Detection Methods for CVE-2026-44439
Indicators of Compromise
- Capture artifacts containing content from file:// URLs or local filesystem paths such as /etc/passwd or Windows configuration files.
- Outbound requests from the capture host to loopback (127.0.0.0/8), private (10.0.0.0/8, 172.16.0.0/12, 192.168.0.0/16), or link-local (169.254.0.0/16) ranges initiated by the Playwright browser process.
- Submitted capture URLs that resolve through redirect chains terminating at internal hostnames or non-public IPs.
Detection Strategies
- Inspect PlaywrightCapture logs and HAR outputs for navigations to non-public IP ranges or file:// schemes.
- Review screenshot and saved-page artifacts for content that does not match the originally requested URL.
- Correlate egress proxy logs with capture job identifiers to flag redirects into internal address space.
Monitoring Recommendations
- Alert on cloud metadata endpoint access (for example 169.254.169.254) originating from capture worker hosts.
- Track PlaywrightCapture version inventory and flag any deployments running below 1.39.6.
- Monitor DNS resolutions performed by capture workers that return private or loopback addresses.
How to Mitigate CVE-2026-44439
Immediate Actions Required
- Upgrade PlaywrightCapture to version 1.39.6 or later in all capture workers and dependent services.
- Audit recent capture artifacts for unexpected internal content and rotate any credentials or tokens that may have been exposed.
- Restrict the capture host's egress network policy to deny loopback, link-local, and RFC1918 destinations.
Patch Information
The fix is delivered in PlaywrightCapture 1.39.6. The remediation tightens the navigation and resource-request handling so that browser-side redirects to file:// URLs and non-public IP addresses are blocked. Review the upstream commit 49e289eb for the exact code changes.
Workarounds
- Run capture workers in a network namespace that cannot route to internal services or cloud metadata endpoints.

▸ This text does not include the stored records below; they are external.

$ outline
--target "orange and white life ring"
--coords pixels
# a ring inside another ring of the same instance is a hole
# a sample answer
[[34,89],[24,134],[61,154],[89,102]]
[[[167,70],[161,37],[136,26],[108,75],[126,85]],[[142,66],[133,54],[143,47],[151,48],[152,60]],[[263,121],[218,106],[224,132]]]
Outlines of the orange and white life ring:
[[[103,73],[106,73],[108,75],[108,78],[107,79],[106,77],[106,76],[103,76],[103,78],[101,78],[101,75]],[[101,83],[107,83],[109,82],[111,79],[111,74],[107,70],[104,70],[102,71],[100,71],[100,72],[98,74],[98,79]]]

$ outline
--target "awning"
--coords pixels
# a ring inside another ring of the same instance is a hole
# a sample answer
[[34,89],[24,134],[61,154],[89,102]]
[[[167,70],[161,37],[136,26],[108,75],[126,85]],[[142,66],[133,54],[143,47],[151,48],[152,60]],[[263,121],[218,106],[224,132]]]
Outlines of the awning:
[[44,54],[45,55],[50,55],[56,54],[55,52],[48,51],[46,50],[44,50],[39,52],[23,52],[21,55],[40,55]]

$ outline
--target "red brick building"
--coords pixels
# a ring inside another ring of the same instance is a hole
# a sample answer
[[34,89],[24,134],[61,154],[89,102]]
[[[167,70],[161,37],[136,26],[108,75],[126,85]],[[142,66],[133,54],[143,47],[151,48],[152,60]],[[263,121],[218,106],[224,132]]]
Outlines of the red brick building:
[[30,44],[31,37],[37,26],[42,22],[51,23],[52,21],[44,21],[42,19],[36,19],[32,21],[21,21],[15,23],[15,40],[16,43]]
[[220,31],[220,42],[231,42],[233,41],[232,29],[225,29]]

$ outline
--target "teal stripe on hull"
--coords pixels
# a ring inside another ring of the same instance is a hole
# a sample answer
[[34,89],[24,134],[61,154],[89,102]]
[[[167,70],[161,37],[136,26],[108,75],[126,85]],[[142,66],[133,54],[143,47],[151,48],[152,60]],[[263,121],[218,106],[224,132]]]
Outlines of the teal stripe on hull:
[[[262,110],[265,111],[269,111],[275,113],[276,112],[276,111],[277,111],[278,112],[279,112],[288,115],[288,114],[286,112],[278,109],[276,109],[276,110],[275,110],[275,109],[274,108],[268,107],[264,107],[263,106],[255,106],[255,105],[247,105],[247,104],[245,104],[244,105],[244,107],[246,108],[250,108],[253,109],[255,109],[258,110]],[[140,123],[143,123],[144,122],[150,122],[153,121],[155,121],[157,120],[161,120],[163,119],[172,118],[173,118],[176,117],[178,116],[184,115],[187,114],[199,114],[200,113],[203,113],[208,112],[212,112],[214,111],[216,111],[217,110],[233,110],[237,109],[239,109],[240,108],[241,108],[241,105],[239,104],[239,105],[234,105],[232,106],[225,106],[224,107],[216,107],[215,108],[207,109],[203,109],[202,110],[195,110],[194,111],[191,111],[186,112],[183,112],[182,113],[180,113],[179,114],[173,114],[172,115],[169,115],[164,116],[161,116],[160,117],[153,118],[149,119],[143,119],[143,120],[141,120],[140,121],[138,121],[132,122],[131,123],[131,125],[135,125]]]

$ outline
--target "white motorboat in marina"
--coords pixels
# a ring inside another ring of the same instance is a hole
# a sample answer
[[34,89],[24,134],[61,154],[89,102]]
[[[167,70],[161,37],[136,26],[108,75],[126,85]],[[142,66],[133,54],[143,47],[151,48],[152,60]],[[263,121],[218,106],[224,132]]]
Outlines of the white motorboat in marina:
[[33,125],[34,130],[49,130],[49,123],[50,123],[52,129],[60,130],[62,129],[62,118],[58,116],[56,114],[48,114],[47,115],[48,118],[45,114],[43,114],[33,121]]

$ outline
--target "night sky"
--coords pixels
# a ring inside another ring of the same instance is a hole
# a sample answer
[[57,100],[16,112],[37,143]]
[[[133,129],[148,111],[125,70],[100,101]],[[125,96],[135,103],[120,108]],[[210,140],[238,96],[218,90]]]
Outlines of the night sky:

- Force capture traffic through an egress proxy that rejects private, loopback, and link-local destinations.
- Disable or block the file:// scheme at the browser launch configuration where supported by the deployment.
# Configuration example
pip install --upgrade "PlaywrightCapture>=1.39.6"
Disclaimer: This content was generated using AI. While we strive for accuracy, please verify critical information with official sources.